Alan Sparhawk and Mimi Parker’s voices harmonising in perfect balance surely constitutes one of the world’s purest and most beautiful sounds. When combined with the haunting, mesmerising grace of Low’s melancholy (but sometimes abrasive) music, it has made for one of the most doggedly consistent, yet subtly malleable small ensemble sounds. The evidence is not only in their now resilient and enduring catalogue of recordings, but also in their outstanding live performances, usually perched on a precipice between beauty and tempestuous drama. All this makes the band’s exploration of more sonically diffuse and abstract territory on last year’s Double Negative album more surprising. It won many accolades (not least of these being musicOMH’s album of the year) but also proved polarising.
It’s something of a deconstructed cheesecake, albeit an unusually successful one. Some signature aspects of the band’s sound are diminished in scale, for example the whisper and moan of Mimi Parker’s skeletal drum kit is often replaced with pulsating heartbeat drum machines. Elsewhere, many of the core elements of Low’s sound are present and correct, but they are refracted through a range of studio and electronic trickery. Parker and Sparhawk’s voices are often either treated or subsumed within the overall construction, creating what feels like a coherent suite of music rather than a collection of songs, a work that somehow manages to be both detached and overwhelming simultaneously.

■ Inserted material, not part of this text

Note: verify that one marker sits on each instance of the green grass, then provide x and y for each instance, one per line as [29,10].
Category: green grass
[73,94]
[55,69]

Such a change in approach poses something of a quandary when it comes to the strategy underpinning live performances. The trio (Sparhawk and Parker with bassist Steve Garrington, who apparently played a key role on Double Negative) could have attempted to incorporate some of the manipulations and processes of the album into their live show, perhaps re-interpreting older material in the process. Alternatively, they could present the Double Negative material in a radically different manner, such that it could sit more comfortably alongside some selections from their back catalogue (albeit with a strong focus on more recent albums). It’s the latter option that Low have picked for this tour, although the results are far from conservative.
With most of the studio trickery eschewed, the mood and impact of Low’s live renditions from Double Negative are determined by the sounds that can be generated onstage by three musicians aided only by some multi-effects units for guitar and bass. Classic rock band ingredients are inventively elevated to dazzling new heights. Sudden bursts of distortion punctuate deceptive calm and sheets of shimmering, spectral noise create an atmosphere of unease. Towards the end of the set, on a beautiful performance of Fly, Steve Garrington offers a lithe, dub-influenced bassline that provides the track with firmer foundations. Dynamic contrasts are utilised to maximum effect. Aside from the occasional burst of excoriating guitar storm, there are no real solos as such, so Low’s music continues to be about the various ways in which slow tempi and a range of sound can work together with simple harmony to create something ingenious.
There’s also a sense that this particular set emphasises some of the darker corners of Low’s oeuvre, from the slithering, menacing way the opener Always Up creeps in before suddenly erupting to the stark rendition of Murderer in the encore. Whereas the album version of Always Up is one of Double Negative’s gentler, more ethereal moments, here Mimi Parker’s hushed vocal incantations (“I believe, I believe, I believe”) seem to be presaging something more disconcerting. Next, on a dramatic and absorbing Quorum, Parker is subsumed within waves of sound. Throughout the set, a simple but effective visual element enhances the compelling contrast between delicate beauty and the threat of violence that makes Low’s music so unique. A single blue flame imperceptibly becomes a raging fire during the insistent No Comprende. Later, red backlit liquid might be falling rain or it might be dripping blood.
Mid-set, the tempestuous noise element reaches its peak with an extended period of turbulence and distress during Do You Know How To Waltz? that is reminiscent of My Bloody Valentine or Godspeed You! Black Emperor (although not quite as long as the infamous version they performed at Rock The Garden in 2013). Mimi even briefly leaves the stage whilst Alan Sparhawk teases a gathering storm from his guitar and Steve Garrington offers impressively robust and thunderous low bass rumbles. Yet perhaps what most impresses about this performance is the way in which Low create moments of unadorned intimacy within all this – whether it be the aching melody of Always Trying To Work It Out (here entirely undisguised in contrast to the album versions vocoderised wobbliness).
Interestingly, a large portion of the band’s impressive back catalogue is now left untouched – there is nothing from Things We Lost In The Fire, Trust or Secret Name and Drums And Guns and The Great Destroyer are represented only in the darkly euphoric encore. Yet when they do revisit older songs, the choices are judicious, with Lazy (from 1994’s I Could Live In Hope) offering a moment of refined softness after the storm of Waltz. Sparhawk only pauses to address the audience twice, once to apologise for an interruption caused by switching guitar effects. The band create such an extraordinary and singular mood that punctuating it simply seems wrong.